As cool as I thought Ubuntu was, I shelved it for a bit. I was still a gamer, and I didn't know about Wine, so I wasn't quite comfortable with making the jump. I kept on using Windows and working through the issues to play my games and do my homework, but that "Linux" was still a nagging thought in my head.
I did have an old desktop that was unsuitable for gaming. Integrated graphics, Athlon XP CPU, nothing special. It was running Windows 2000 at the time, and it was my tinkering machine.
The lightbulb instantly lit up. At this time, Canonical still offered the free Ubuntu install CDs (if you were willing to wait 6 weeks for them to ship all the way from South Africa to California via snail mail). I got both the desktop and server versions just because I could (I didn't figure out that the server edition was for x86_64 until I had already placed the order), and in five weeks (speedy!) I had - in my hands - official Ubuntu 8.04 Hardy Heron installation CD-ROMs. I immediately fired up that machine, stuck the CD in, booted it up, and went straight to that installer.
Then it was done.
Holy cow, I now thought. I finally installed Linux. Wait, did I really install Linux? It was that easy? No antiquated DOS-looking text-mode menus to wade through? Still no having to trawl the web for drivers? What madness is this?
Now I started to really explore. It wasn't about things looking cool now; it was about doing things. I started trying to make sense of the Unix-based filesystem hierarchy; I made it my goal to understand what goes in /bin or /etc or /lib or /home. I started learning the terminal commands - which appealed to me from my DOS days - and figured out how to install packages via apt-get instead of Synaptic.

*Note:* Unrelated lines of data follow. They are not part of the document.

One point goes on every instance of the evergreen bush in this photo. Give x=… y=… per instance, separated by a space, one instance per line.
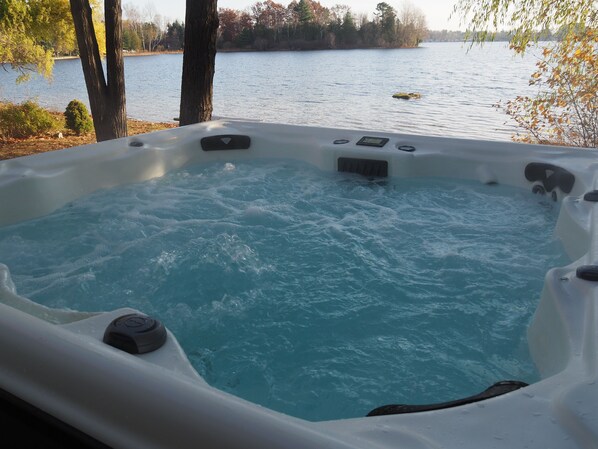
x=78 y=118
x=25 y=120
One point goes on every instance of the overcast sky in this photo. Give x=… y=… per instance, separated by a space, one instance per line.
x=437 y=12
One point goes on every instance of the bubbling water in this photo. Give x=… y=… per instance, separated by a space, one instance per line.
x=321 y=295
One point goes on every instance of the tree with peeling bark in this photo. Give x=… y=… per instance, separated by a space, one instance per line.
x=106 y=92
x=199 y=57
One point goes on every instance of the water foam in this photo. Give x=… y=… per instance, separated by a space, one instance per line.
x=322 y=295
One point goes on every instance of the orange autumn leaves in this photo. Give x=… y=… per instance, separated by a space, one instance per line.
x=565 y=110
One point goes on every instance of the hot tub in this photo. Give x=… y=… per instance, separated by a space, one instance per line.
x=136 y=388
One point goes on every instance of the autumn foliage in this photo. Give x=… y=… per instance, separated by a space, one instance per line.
x=565 y=110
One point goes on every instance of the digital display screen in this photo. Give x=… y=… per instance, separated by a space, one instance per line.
x=370 y=141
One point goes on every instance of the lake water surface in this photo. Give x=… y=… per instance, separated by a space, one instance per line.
x=348 y=88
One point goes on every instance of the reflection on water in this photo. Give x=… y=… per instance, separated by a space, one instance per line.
x=348 y=88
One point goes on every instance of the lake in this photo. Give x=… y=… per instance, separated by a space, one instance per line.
x=335 y=88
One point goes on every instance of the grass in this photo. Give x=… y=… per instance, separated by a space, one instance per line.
x=11 y=148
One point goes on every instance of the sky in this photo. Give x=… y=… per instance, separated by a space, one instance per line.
x=437 y=12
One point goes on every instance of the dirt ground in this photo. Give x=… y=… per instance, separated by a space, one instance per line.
x=12 y=148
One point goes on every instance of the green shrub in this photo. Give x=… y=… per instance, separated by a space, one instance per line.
x=25 y=120
x=77 y=118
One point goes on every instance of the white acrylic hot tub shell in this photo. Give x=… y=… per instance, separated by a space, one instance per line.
x=55 y=360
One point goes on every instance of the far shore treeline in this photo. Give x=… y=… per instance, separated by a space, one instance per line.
x=300 y=25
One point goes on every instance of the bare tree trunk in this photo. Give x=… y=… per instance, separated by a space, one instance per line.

By now, I still wasn't really aware of what "open-source" was. But it was a recurring theme. "GNU General Public License" became the next buzzword (well, buzzphrase - you get the point) that lingered in my head. So I investigated. And I was shocked.
So people actually *release* the source code to their applications? I thought to myself. What is this GNU General Public License? What is this open-source? What is this "free-as-in-speech"? What madness is this?"
And then it dawned on me.
This "madness" wasn't madness at all.
This "madness" was how it should have been all along.
It's been five years since I first fired up Ubuntu. I still use Windows for the few games that don't like Wine, and at work, where I'm stuck with a Windows-only ecosystem.
However, for everything else, I have Linux. Lubuntu 12.04 LTS on my desktop, Kubuntu 12.04 LTS on my laptop, Debian Squeeze on my Squeezebox server (that was purely coincidental, and I just thought about that as I'm writing this), Fedora 17 on a testing machine, MineOS CRUX running my Minecraft server, and (working on installing) Ubuntu 8.04 on an old eMac (I know it's not supported anymore, but it sounds like it works the best on that old machine). Oh, and don't forget that old Compaq laptop - still humming along happily with Damn Small Linux (though I'm working on getting one of the really old distros - like Yggdrasil or Softlanding - running on it just to see if I can).
Ubuntu, Linux in general, and the open-source movement as a whole has changed how I perceive computing. I'm an Ubuntu user, and I can say that proudly and with no regrets.